Monday, December 20, 2021

Celebrating Christmas Beside Xmas

A traditional X-mas gnome?
CS Lewis has a cute little essay called “Xmas and Christmas” that pretends to be a description by Herodotus of antics on the island of Niatirb.

He describes the “Exmas Rush” as the fifty days of preparation for the holiday Exmas when people scramble about buying cards and gifts the recipients don’t want and the giver can’t afford to give. In the end “the sellers of gifts no less than the purchasers become pale and weary ... so that any man who came into a Niatirbian city at this season would think some great public calamity had fallen on Niatirb.”

But some celebrate a different holiday, “Crissmas”. A religious feast centered around “a fair woman with a new-born Child”. The few who celebrate this holiday behave very differently than those who celebrate the other day.

The writer assures us the claim that Exmas and Crissmas are the same holiday “is not credible” because “it is not likely that men, even being barbarians, should suffer so many and great things in honour of a god they do not believe in.”
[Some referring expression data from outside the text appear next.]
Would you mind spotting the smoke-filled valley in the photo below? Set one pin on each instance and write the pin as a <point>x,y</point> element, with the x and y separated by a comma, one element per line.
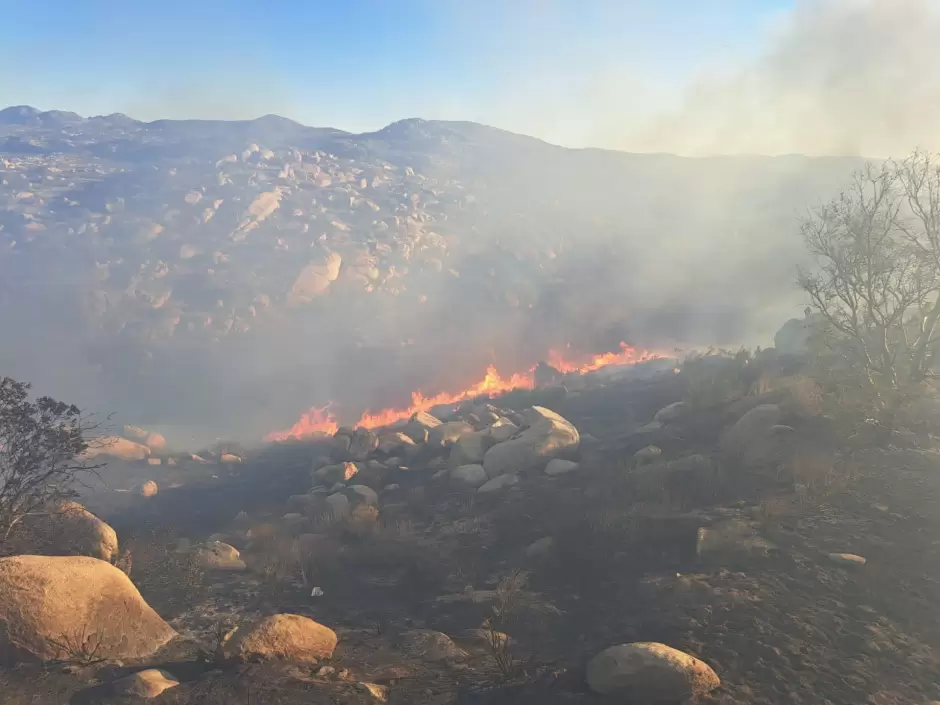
<point>213,278</point>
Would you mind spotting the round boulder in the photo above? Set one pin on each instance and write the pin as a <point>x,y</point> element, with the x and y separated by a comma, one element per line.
<point>558,466</point>
<point>469,476</point>
<point>498,483</point>
<point>648,671</point>
<point>69,528</point>
<point>360,494</point>
<point>548,436</point>
<point>216,555</point>
<point>144,684</point>
<point>47,602</point>
<point>289,637</point>
<point>447,433</point>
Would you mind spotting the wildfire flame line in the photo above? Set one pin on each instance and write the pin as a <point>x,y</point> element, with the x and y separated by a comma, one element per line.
<point>320,420</point>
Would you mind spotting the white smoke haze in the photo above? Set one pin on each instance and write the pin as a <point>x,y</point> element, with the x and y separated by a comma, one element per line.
<point>838,77</point>
<point>658,250</point>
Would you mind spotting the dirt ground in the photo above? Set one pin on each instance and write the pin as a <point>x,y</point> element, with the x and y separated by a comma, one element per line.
<point>789,626</point>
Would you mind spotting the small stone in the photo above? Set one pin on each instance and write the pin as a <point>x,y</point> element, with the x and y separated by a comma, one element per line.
<point>648,453</point>
<point>145,684</point>
<point>498,483</point>
<point>379,692</point>
<point>847,559</point>
<point>557,466</point>
<point>540,548</point>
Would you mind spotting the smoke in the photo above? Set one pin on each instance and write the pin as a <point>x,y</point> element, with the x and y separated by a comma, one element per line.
<point>838,77</point>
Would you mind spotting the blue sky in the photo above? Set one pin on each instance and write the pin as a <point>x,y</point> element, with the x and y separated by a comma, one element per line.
<point>546,68</point>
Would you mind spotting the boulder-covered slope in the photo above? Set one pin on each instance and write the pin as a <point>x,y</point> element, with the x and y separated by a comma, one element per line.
<point>261,266</point>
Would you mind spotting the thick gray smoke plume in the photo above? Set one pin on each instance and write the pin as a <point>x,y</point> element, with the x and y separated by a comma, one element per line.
<point>838,77</point>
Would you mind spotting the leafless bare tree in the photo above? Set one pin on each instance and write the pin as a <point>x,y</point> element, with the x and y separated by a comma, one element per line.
<point>877,277</point>
<point>42,443</point>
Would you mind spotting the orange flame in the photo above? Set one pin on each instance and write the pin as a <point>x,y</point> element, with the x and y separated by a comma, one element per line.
<point>320,420</point>
<point>626,356</point>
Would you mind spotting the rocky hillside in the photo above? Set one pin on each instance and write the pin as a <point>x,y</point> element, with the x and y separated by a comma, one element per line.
<point>211,275</point>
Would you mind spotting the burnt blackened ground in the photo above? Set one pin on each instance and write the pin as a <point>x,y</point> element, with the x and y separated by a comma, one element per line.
<point>787,627</point>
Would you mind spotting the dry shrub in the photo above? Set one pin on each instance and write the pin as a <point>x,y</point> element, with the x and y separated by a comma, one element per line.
<point>276,557</point>
<point>817,475</point>
<point>716,377</point>
<point>773,510</point>
<point>81,647</point>
<point>168,580</point>
<point>361,521</point>
<point>801,394</point>
<point>521,611</point>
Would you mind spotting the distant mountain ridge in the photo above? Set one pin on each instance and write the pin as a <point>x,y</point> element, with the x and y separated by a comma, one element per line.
<point>257,267</point>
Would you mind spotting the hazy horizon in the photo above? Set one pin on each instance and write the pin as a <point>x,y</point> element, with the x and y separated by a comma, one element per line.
<point>813,77</point>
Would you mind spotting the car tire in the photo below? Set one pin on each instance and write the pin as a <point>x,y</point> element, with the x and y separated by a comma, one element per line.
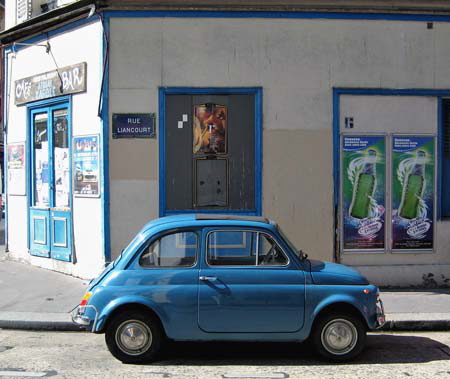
<point>339,337</point>
<point>134,337</point>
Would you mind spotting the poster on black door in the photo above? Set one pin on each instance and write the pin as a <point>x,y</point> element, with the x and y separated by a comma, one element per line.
<point>413,167</point>
<point>363,192</point>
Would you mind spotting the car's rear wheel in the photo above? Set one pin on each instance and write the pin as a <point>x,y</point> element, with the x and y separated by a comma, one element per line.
<point>339,337</point>
<point>134,337</point>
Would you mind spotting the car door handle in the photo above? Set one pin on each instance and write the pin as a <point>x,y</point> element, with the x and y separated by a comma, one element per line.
<point>208,278</point>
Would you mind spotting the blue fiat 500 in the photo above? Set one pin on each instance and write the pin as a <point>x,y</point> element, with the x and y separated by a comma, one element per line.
<point>233,278</point>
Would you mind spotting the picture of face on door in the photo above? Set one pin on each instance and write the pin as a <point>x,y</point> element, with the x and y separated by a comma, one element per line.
<point>210,129</point>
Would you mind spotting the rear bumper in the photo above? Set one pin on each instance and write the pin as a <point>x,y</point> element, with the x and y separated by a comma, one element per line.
<point>381,318</point>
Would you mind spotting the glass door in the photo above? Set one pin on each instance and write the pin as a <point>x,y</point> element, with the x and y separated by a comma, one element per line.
<point>50,206</point>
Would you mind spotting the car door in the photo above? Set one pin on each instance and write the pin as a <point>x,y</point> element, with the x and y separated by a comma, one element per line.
<point>248,284</point>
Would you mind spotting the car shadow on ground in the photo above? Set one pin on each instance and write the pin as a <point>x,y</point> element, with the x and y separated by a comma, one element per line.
<point>380,349</point>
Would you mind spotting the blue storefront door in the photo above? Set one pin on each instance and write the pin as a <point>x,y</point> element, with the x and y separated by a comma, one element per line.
<point>50,205</point>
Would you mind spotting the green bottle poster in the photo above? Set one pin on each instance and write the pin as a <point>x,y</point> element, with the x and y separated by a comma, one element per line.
<point>413,166</point>
<point>363,202</point>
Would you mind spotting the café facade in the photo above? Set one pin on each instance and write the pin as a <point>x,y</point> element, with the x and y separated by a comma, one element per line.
<point>332,121</point>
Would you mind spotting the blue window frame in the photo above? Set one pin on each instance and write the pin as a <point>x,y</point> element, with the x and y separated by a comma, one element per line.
<point>443,137</point>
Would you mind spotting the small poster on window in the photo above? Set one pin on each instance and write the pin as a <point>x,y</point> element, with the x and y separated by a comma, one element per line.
<point>86,172</point>
<point>363,197</point>
<point>210,129</point>
<point>16,168</point>
<point>413,169</point>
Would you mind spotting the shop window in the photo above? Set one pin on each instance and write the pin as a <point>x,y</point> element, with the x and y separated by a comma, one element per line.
<point>445,141</point>
<point>211,156</point>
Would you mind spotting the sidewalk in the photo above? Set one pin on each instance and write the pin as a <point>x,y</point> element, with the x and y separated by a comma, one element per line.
<point>35,298</point>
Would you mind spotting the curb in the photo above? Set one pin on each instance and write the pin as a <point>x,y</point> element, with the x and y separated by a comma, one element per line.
<point>52,326</point>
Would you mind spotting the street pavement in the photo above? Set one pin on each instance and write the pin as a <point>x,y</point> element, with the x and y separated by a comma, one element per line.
<point>388,355</point>
<point>40,299</point>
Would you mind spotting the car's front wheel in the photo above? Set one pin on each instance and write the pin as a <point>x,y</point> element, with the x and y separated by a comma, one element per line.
<point>339,337</point>
<point>133,337</point>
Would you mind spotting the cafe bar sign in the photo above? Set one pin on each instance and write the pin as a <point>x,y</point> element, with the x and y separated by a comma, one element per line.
<point>63,81</point>
<point>133,125</point>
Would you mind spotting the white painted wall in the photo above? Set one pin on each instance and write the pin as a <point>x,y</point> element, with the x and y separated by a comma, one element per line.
<point>297,62</point>
<point>397,115</point>
<point>83,44</point>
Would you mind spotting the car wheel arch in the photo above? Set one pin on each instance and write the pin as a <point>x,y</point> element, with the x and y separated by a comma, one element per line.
<point>338,307</point>
<point>130,307</point>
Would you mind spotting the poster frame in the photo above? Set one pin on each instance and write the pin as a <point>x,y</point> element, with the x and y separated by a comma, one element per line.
<point>383,250</point>
<point>8,187</point>
<point>391,205</point>
<point>99,169</point>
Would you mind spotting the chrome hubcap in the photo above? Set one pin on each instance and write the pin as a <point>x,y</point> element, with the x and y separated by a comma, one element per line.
<point>339,336</point>
<point>133,337</point>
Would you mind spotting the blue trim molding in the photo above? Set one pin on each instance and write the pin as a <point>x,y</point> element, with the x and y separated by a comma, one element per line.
<point>257,92</point>
<point>104,138</point>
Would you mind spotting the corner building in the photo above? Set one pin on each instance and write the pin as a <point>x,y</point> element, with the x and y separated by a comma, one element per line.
<point>333,120</point>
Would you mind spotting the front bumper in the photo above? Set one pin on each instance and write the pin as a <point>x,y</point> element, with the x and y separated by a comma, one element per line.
<point>79,317</point>
<point>381,318</point>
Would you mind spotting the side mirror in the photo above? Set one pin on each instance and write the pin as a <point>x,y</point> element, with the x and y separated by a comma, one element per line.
<point>302,255</point>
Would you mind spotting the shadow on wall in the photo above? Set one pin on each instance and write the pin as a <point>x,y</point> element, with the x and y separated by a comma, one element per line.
<point>380,349</point>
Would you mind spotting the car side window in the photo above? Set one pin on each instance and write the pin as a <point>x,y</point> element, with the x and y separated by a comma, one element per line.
<point>172,250</point>
<point>243,248</point>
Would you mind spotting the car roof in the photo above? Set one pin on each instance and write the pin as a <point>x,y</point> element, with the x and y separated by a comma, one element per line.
<point>190,219</point>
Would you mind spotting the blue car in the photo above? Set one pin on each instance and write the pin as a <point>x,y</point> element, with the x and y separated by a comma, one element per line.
<point>231,278</point>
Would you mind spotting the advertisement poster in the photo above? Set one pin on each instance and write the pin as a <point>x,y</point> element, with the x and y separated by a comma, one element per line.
<point>210,129</point>
<point>16,169</point>
<point>413,169</point>
<point>363,203</point>
<point>86,166</point>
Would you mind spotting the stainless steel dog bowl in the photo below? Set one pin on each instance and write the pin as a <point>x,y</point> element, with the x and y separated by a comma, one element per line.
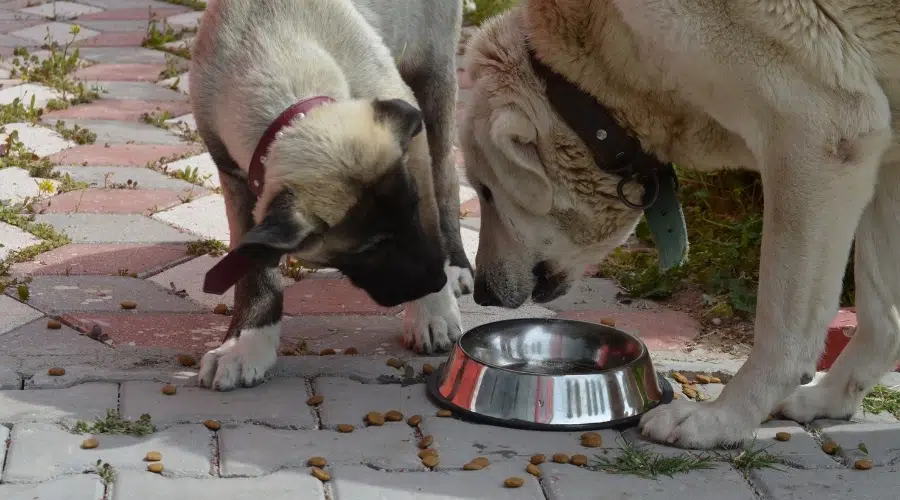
<point>549,374</point>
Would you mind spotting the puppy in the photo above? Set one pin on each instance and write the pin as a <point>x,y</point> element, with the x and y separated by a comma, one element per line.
<point>314,113</point>
<point>805,92</point>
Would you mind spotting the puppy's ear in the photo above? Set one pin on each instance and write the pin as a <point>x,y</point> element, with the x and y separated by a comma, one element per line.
<point>522,175</point>
<point>402,117</point>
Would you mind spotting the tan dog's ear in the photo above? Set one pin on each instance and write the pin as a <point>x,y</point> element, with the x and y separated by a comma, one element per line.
<point>523,176</point>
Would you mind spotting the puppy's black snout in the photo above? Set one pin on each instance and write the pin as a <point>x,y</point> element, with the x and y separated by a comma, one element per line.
<point>484,296</point>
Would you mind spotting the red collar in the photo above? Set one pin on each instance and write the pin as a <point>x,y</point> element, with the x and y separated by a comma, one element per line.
<point>257,171</point>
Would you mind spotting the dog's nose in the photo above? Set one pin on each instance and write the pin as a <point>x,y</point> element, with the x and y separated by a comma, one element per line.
<point>484,296</point>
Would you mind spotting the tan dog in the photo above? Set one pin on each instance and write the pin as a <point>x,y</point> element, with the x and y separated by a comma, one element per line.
<point>805,92</point>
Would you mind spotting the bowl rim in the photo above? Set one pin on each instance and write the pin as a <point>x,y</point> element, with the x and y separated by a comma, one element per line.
<point>643,353</point>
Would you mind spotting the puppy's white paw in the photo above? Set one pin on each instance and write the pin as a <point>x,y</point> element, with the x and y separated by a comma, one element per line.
<point>461,279</point>
<point>433,323</point>
<point>242,361</point>
<point>698,425</point>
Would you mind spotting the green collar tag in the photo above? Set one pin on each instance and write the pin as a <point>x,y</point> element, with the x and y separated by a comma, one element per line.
<point>666,222</point>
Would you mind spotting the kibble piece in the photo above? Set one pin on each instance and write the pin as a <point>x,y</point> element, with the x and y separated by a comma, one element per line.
<point>783,436</point>
<point>830,447</point>
<point>863,464</point>
<point>320,474</point>
<point>513,482</point>
<point>374,418</point>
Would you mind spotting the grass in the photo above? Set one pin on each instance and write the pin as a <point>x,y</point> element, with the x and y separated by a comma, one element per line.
<point>113,423</point>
This fun little essay presents a healthy way to look at the commercialization of Christmas. The world hasn’t ruined Christmas, for they were never celebrating it. They have their own feast day, which happens to coincide with ours — just as Christmas and Hanukkah might. They even have their own songs. As Christianity Today recently reported, the most-played Christmas hits “celebrate love, snow, and chestnuts before getting around to Christ.”

And though Exmas and the Rush can “distract the minds even of the few from sacred things,” they don’t have to.

So let the worldlings have their holiday. Do your best to step back from theirs and focus on ours. Let them worship family or capitalism or whatever it is they get on about.

We’ll focus on “good tidings of great joy, which shall be to all people.”


Image via Pixabay. Incidentally, I had to go to page 5 before I found an actual religious image when I searched for "Christmas".